A suspect is brought in on the Salvation Army murder, a total nutjob called Redskin Jake. He’s the leader of a band that calls itself the Skeleton Army, and they hate the Salvation Army because they think the Salvations look down on them, or something along those lines. At no point is murder of any sort, let alone this vicious, justified. While Drake’s questioning Jake, Reid hears that Jake used to be at the workhouse and slips Drake a note, urging him to ask about Tommy. Drake does not, and later that night he visits Reid and warns him about getting too personally involved in the cases. Like he should talk. He married the victim of two of season one’s cases!
In the middle of the night, Leda wakes up, more lucid than she has been, and hurriedly tells Reid that her son told her that two of his friends disappeared, and he was afraid he might be next. And you didn’t remove him from the workhouse at that point, Leda? I know you weren’t in a financial position to keep him, but there must have been other workhouses in London.

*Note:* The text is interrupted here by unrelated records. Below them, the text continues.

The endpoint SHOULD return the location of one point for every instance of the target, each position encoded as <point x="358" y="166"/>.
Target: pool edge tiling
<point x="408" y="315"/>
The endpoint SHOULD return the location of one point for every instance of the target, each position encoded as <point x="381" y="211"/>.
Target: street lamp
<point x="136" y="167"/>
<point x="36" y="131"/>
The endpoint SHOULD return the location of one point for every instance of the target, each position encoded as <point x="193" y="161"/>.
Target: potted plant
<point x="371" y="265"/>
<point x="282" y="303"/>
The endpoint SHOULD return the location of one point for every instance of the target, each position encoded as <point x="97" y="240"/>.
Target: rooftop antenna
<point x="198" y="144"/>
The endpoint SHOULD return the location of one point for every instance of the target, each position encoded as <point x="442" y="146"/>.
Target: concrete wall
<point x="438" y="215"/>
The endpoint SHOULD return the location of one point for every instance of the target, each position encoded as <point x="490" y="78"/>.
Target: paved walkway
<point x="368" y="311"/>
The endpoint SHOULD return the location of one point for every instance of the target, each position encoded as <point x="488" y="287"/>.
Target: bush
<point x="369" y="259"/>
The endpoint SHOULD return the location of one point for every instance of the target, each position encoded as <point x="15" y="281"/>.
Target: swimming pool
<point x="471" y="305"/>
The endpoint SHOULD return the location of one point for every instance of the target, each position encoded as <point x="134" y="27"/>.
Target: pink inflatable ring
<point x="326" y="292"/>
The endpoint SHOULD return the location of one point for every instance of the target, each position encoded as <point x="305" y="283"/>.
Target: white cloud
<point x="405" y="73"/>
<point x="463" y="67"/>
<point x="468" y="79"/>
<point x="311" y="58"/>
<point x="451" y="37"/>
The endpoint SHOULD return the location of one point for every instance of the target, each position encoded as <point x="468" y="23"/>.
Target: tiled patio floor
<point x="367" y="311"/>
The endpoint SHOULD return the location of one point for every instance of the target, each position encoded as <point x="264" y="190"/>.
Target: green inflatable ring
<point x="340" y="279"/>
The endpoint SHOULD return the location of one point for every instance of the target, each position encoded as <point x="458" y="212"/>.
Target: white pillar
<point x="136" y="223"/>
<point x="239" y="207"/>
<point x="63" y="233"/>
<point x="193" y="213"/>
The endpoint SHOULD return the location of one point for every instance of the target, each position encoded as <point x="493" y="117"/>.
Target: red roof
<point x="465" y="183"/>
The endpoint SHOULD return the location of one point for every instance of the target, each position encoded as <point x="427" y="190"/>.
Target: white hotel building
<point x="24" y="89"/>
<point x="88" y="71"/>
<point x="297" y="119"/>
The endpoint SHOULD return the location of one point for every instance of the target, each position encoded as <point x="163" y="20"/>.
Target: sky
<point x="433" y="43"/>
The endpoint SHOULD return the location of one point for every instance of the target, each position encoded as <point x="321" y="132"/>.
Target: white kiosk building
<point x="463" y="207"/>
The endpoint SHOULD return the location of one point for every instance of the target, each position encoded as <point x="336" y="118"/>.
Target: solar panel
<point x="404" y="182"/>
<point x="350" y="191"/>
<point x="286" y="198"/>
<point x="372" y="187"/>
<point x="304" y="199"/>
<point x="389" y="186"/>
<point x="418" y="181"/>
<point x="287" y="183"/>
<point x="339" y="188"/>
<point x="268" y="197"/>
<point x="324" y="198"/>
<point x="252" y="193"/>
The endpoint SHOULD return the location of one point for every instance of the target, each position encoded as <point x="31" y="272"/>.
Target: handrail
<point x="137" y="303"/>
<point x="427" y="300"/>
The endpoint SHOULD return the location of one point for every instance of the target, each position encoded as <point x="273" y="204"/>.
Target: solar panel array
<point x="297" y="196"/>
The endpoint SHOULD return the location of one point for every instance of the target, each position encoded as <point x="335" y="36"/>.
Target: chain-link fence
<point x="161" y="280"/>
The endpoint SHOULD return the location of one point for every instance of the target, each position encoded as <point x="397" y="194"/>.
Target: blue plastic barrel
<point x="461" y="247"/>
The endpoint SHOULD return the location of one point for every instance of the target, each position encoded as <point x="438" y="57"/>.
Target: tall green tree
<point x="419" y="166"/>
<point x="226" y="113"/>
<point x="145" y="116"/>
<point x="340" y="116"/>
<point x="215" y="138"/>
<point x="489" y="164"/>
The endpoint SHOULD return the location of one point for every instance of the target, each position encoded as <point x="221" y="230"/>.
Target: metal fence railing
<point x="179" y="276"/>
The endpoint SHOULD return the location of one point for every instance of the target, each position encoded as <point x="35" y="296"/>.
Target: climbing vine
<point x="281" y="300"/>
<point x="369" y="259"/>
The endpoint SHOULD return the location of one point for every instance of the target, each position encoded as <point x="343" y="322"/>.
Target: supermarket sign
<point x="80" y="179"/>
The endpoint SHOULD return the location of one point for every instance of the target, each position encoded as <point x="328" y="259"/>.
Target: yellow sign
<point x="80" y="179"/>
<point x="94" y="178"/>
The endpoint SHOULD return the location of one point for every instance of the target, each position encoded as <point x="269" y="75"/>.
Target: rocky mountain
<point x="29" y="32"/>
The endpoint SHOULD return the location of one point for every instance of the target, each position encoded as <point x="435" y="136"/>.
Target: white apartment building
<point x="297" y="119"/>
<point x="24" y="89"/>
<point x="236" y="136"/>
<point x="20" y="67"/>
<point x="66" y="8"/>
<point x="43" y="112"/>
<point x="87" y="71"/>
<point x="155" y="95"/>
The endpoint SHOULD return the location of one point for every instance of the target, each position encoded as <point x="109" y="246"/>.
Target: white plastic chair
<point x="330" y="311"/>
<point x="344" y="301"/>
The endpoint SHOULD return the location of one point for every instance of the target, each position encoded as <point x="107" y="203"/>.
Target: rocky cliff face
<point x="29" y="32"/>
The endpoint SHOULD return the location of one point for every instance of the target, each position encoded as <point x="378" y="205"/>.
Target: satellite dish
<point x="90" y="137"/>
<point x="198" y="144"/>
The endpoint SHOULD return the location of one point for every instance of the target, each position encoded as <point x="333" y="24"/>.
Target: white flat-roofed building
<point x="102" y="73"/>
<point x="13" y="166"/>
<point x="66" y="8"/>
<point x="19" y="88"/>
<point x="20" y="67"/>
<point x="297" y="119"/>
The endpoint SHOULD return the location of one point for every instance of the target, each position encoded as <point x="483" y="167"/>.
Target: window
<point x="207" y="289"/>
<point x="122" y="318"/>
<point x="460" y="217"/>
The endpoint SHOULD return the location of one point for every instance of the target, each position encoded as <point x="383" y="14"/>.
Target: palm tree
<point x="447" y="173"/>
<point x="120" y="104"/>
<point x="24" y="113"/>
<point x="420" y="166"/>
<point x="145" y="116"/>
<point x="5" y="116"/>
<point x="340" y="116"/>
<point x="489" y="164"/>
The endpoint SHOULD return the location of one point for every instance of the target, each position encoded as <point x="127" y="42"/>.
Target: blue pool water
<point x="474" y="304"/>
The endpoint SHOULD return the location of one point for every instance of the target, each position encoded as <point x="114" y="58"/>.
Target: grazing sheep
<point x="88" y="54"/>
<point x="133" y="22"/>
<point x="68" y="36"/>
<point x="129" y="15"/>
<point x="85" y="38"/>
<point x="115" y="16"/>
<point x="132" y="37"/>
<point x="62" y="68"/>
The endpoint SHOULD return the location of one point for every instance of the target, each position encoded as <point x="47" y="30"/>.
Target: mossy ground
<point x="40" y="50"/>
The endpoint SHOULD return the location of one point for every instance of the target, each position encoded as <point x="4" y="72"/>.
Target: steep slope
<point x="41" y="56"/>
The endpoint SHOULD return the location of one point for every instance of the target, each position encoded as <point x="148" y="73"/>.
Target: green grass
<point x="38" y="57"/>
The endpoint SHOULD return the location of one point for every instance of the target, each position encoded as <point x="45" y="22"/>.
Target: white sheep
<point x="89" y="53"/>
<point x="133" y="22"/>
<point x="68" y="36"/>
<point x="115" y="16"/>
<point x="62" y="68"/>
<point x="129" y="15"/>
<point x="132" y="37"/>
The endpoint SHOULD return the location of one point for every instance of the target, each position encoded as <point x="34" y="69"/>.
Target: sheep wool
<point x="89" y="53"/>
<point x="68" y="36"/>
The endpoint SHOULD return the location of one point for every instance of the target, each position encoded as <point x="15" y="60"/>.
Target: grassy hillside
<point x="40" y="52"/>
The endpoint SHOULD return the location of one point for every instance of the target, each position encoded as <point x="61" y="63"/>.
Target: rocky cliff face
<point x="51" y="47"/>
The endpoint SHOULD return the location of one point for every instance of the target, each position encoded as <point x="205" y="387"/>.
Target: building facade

At the station, Reid asks for an autopsy on Tommy. Jackson finds the kid’s insides were in severely bad shape, and there are a number of possible causes, including massive ingestion of iron, illness, and poison. Jackson also found, during his autopsy of the Salvation Army captain, definitive proof that Jake’s guilty, so Reid and Drake go off to double-team him. Over the course of their questioning, they learn that the casual ward at the workhouse isn’t used at all anymore. Wilde has been paying the Salvations a penny a head to take the vagrants off his hands, because it’s cheaper to do that then to feed and house them. Reid figures the man’s seriously managing his costs, so he, Drake, and Drake’s new partner, Thatcher, head over there to poke around.

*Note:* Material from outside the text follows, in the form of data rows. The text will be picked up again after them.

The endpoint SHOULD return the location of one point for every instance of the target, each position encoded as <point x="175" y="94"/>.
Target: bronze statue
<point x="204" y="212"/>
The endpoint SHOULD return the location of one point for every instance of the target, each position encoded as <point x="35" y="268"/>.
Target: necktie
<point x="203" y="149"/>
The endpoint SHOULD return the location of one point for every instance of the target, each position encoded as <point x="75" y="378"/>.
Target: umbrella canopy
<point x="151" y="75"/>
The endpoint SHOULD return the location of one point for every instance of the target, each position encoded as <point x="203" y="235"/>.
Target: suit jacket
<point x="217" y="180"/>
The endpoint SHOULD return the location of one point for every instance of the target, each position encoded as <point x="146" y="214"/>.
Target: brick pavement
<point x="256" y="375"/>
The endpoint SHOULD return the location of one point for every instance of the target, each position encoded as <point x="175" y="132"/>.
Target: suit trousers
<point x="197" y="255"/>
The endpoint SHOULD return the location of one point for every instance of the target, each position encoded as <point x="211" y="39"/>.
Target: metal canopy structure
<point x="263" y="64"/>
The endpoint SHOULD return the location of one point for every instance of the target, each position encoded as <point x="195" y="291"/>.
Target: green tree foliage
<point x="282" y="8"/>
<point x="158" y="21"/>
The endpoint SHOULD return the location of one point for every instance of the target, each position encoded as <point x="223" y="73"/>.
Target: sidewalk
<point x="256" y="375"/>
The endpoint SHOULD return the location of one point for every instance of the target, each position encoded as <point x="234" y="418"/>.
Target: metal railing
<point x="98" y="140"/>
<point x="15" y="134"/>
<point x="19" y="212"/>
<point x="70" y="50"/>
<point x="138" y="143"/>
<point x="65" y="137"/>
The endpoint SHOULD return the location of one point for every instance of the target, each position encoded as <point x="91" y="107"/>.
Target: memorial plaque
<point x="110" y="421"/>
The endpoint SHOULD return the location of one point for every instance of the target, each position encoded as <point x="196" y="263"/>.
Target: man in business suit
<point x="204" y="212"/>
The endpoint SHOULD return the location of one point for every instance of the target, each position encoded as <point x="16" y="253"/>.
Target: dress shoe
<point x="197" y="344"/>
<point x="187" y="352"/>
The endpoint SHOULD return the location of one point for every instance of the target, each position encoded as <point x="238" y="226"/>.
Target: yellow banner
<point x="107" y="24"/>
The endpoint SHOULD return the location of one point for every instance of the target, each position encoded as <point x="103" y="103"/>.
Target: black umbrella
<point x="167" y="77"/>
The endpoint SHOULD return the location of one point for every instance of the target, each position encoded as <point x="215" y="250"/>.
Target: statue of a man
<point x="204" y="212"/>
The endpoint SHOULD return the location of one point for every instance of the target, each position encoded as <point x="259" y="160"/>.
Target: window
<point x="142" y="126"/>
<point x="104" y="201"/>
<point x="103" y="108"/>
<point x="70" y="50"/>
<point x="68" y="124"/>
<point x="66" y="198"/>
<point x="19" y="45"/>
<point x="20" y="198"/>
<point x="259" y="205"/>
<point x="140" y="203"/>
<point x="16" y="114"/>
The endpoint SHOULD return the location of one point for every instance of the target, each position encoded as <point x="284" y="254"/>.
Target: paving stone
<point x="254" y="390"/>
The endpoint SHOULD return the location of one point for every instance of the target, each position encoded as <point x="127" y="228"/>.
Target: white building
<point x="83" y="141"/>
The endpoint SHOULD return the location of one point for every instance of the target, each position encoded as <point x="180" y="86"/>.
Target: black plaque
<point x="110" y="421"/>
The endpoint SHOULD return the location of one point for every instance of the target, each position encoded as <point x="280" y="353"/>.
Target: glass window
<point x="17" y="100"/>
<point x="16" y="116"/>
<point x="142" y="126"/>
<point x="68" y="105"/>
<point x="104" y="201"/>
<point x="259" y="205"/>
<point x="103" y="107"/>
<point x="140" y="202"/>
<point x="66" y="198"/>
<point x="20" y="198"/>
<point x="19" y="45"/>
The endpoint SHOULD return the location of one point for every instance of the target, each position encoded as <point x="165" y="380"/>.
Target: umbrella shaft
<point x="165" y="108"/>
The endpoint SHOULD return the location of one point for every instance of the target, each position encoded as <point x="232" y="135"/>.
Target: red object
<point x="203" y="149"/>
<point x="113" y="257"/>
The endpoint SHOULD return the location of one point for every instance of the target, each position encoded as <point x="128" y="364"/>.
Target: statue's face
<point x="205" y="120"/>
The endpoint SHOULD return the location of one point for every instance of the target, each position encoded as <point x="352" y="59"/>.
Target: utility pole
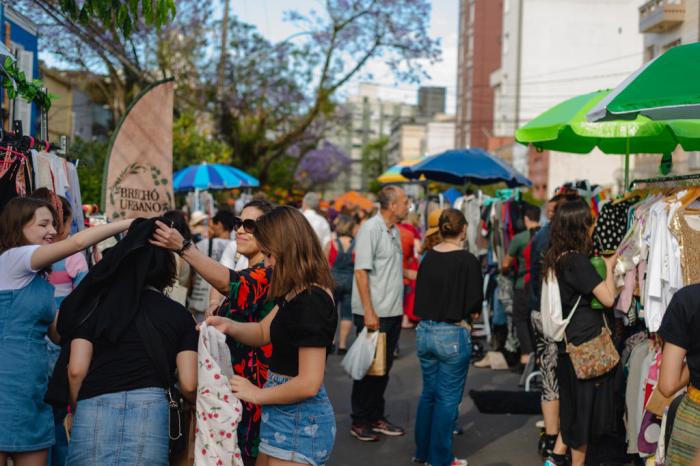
<point x="224" y="46"/>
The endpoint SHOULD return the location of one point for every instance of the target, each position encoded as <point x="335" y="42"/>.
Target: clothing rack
<point x="21" y="143"/>
<point x="665" y="179"/>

Their search yields little, to Reid’s frustration. He and Drake check out the casual ward, but aside from a low ceiling, there doesn’t seem to be anything amiss. Nor is there anything terribly fishy in the infirmary. Reid returns to Wilde’s office and starts checking out the books, realising that all of Wilde’s grand plans for these kids must cost a pretty penny. That money has to come from somewhere, and he figures Wilde’s slashing expenditure in the place it’s highest: the infirmary. The sickly kids are a drain.
He turns to the ledgers where all the kids are listed and finds Leda’s boy. Now things are getting really serious. Also, Thatcher shows up with a crate of iron pills, reporting there’s an entire cupboard of these things. Tommy died from having so much iron in his system it basically ate away his intestines. Reid figures Wilde was burying the boys on the premises, to avoid anyone asking questions, and both he and Drake get ‘Ooooohhhhhh’ looks on their faces. The casual ward’s ceiling wasn’t too low: it was the floor that was too high.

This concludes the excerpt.